University of California, Los Angeles Reporting  |  JUL 2003 – JUN 2004

Oceans and Kuiper Belts in Extrasolar Planetary Systems

4 Institutions
3 Teams
0 Publications
0 Field Sites
Field Sites

Project Progress

Our project on identifying asteroid belts and comets around other stars has moved forward on two fronts:


1) When a main sequence star evolves into a red giant and its Kuiper Belt objects


(KBOs) reach a temperature of ~170 K, the dust released during the rapid ice sublimation of these cometary bodies may lead to a detectable infrared excess at 25 microns, depending on the mass of the KBOs. Analysis of Infrared Astronomy Satellite (IRAS) data for 66 first-ascent red giants within 150 pc of the Sun provides an upper limit to the mass in KBOs at 45 AU orbital radius that is usually less than ~0.1 M(Earth). With improved infrared data, we may detect systems of KBOs around first-ascent red giants that are analogs to our solar system. (Jura, M. 2004, Astrophysical Journal, 603, 729. "Other Kuiper Belts")
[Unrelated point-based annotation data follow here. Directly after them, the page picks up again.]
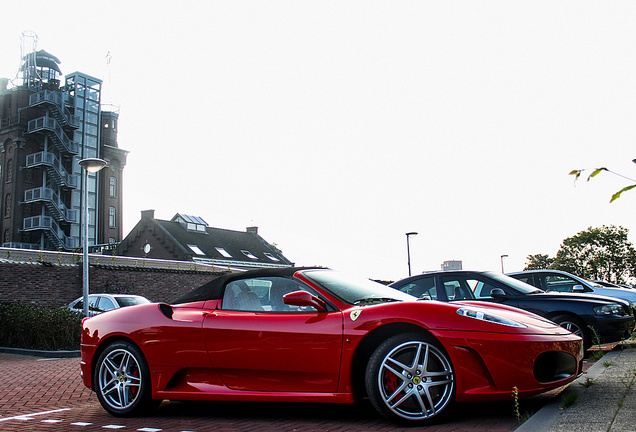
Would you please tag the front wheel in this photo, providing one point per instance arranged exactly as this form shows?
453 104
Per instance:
410 379
122 380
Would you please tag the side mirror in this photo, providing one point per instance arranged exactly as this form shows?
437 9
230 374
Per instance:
497 293
303 298
578 288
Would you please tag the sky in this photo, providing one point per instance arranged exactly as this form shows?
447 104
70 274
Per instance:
337 127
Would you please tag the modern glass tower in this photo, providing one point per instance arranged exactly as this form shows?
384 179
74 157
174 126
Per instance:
45 129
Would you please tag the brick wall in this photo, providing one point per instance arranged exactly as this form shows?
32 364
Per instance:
55 283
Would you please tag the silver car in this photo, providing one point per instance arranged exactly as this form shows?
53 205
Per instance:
98 303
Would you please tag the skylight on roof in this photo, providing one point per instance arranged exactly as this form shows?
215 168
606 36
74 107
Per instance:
196 250
249 254
223 252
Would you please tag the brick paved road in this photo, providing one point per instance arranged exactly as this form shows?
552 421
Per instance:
48 395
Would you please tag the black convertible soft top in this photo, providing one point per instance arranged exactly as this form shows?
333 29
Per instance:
213 290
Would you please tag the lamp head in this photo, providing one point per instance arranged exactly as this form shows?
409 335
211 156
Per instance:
92 165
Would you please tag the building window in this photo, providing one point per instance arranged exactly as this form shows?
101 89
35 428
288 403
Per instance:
9 170
112 217
113 187
7 205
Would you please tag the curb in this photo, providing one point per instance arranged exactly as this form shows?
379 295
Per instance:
41 353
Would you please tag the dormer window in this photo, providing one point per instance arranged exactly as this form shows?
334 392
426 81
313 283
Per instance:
196 250
270 256
249 254
223 252
191 223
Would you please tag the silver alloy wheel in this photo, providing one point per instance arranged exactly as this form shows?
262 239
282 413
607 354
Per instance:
119 379
416 380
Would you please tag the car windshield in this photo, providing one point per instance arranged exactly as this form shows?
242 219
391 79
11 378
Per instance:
522 287
353 290
130 301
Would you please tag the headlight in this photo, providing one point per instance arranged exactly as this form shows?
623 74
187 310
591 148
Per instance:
609 310
488 317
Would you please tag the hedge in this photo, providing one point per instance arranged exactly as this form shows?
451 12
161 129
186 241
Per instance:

2) The increase with time in the luminosity of a main-sequence star can eventually lead to substantial evaporation of the oceans on an orbiting terrestrial planet. Subsequently, the gas-phase H2O in the planet’s upper atmosphere can be photodissociated by stellar ultraviolet, and the resulting atomic hydrogen then may be lost in a wind. This gaseous envelope may pass in front of the host star and produce transient, detectable ultraviolet absorption in the Lyman lines in systems older than 1 Gyr. (Jura, M. 2004, Astrophysical Journal, 605, L65. "An Observational Signature of Evolved Oceans on Extrasolar Terrestrial Planets.")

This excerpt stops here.